Он помнит, как первой мирной весной ночевал в маленькой, раскинувшейся среди песков деревеньке. Председатель, накормив, повел показывать хозяйство. Со времени, когда отсюда прогнали немцев, прошло два с половиной года, мужчины только-только вернулись с фронта, и Высоцкий не рассчитывал увидеть что-нибудь особенное. Но даже обрадовался, когда председатель подвел к новенькому, как игрушка, коровнику. Белые, обструганные стены еще пахли смолой, пазы проложены мохом — будто не коровник, а хату строили, — все пригнано, досмотрено, прилажено. А плотники — десятка полтора сильных, в самом соку мужчин — тесали бревна; за деревней, на поле, дружно зеленела молодая озимь, и как было не восхититься картиной слаженного, где никто нише кого не подгоняет, труда, его результатами, горизонтом, который открывался глазам в недалеком будущем.

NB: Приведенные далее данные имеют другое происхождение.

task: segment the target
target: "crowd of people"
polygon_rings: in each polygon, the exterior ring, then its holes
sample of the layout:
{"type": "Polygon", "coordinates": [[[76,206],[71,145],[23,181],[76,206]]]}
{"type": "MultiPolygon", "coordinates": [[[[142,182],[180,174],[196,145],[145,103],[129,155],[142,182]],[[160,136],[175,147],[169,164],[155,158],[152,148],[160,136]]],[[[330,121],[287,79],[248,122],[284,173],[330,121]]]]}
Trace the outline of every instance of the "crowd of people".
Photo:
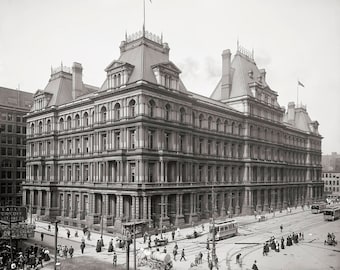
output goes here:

Плотники прервали работу, закурили. Один из них — высокий с небритым лицом — заговорил:
— Товарищ, если ты из газеты, то напиши вот о чем. До войны у нас был черепичный заводик. Немцы сожгли. Надо восстановить. Пускай дадут кредиты, мы сами отстроим. А то какие у нас заработки? А мы жить хотим, землю любим. Если так не сделают, разбегутся люди. Тут железная дорога близко, а заработки там больше...
Всюду, где в первые после войны годы бывал Высоцкий, показывали новые коровники, телятники, конюшни, свинарники. Это были точно первые ласточки мирной жизни. Другим хвалиться не приходилось — ни урожаями, ни надоями. Но об отходничестве еще не говорили. Плотники в песчаной деревеньке будто глядели вперед.
Уже в то время уполномоченные оргнабора носились по сельсоветам, колхозам, заманивали высокими заработками, проездными, суточными, прогрессивкой; давали деньги вперед — подпиши только договор. Вербовали в Карелию, в Донбасс, в Минск на строительство заводов, городов. Но даже молодежь если и подавалась в отход, то не очень охотно.
Высоцкий писал и писал. О людях, которые встретились во время командировки, об их делах. У него хватало слов написать шесть страниц — подвал в газетной полосе — о кузнеце, который с семьей сидел в землянке, не строил собственной хаты, зато наковал на весь колхоз топоров, крюков, назубил серпов, отремонтировал плуги, бороны. Следующие очерки были о телятнице, которая готовила для изнеможенных от бескормицы колхозных телят пойло из собственной картошки, об одноногом почтальоне, который, разнося письма, каждый день обходил на деревяшке большое, в несколько улиц село. Во все эти материалы Высоцкий привносил кое-что от себя, сочинял, додумывал.
Дубовик был беспощаден.
— Откуда ты знаешь, что чувствовал кузнец? Справку с печатью он тебе дал? Мякина, сентиментальщина. Газетчику нужны только факты. Чем ты докажешь, что в то утро светило солнце? А может, дождь шел. Лирика это. А в газете лирике не место.
Из очерка после такой перелицовки выходила куцая заметка.
Диалогов, которые не носили делового характера, разных пейзажей, а тем более углубления в мысли, чувства людей, о которых шла речь, Дубовик не терпел.
Очерк о песчаной деревеньке, о разговоре с плотниками, о черепичном заводе, кредитовании заведующий отделом забраковал по другой причине.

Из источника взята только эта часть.